Certo, il sole, la libertà, un po’ di respiro dalla routine, non nego che apprezzo queste cose. Quello su cui voglio soffremarmi è la mia condizione in questo periodo dell’anno e come essa influisce sul mio apprezzare la vita.

Si parla a volte di “depressione stagionale”. Per quanto questa espressione sia vicina al mio caso, a differenza della maggior parte delle persone che ne soffrono, io ho un motivo ben preciso per provarla, di continuo, giorno e notte, fissa, logorante e difficile da mandare via.

Dico stagionale e dico estate perchè, in poche parole, questi tre mesi sono il periodo in cui, in assoluto, io mi ritrovo più solo, se non forse anche Natale, ma non è esattamente periodo per parlarne.

La mia vita, come avró modo di raccontare meglio in altre occasioni, si è basata finora perlopiù sulla scuola, non tanto perchè sono un tipo ansioso per il rendimento, ma piuttosto perchè le mie uniche conoscenze di coetanei e gli unici ragazzi con cui abbia rapporti sono, appunto, i miei compagni di classe.

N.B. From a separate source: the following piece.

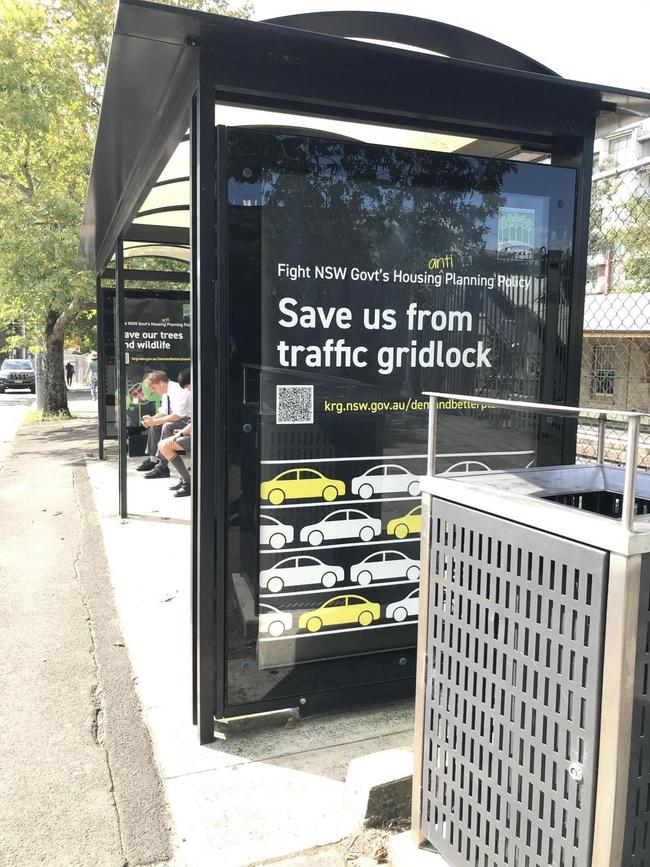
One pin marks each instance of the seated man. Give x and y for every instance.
(176, 406)
(170, 449)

È difficile ammettere che, in effetti, questo rapporto si sia limitato a favori che davo e non ricevevo, aiuti che offrivo e poi nessuno avrebbe ricambiato, presenza che assicuravo ma che poi, nel bisogno, non mi veniva restituita. Io, ingenuo, ho sempre continuato ad essere il classico buon samaritano di quei 26 ingrati che, e chi mi conosce lo sa, mi hanno fatto e detto cose orribili di cui peró questo non è il momento per raccontare.

Basti sapere che io, dopo quattro anni di scuola con questa gente, ancora non ho un’estate in cui a qualcuno venga in mente di chiedere come sto, se ho bisogno di compagnia. Che ci crediate o no, le proposte di uscite insieme, pizze, passeggiate, feste, giornate al mare da parte mia, le ho sempre fatte, ma saprete già che tipo di rifiuto mi veniva rifilato ogni volta.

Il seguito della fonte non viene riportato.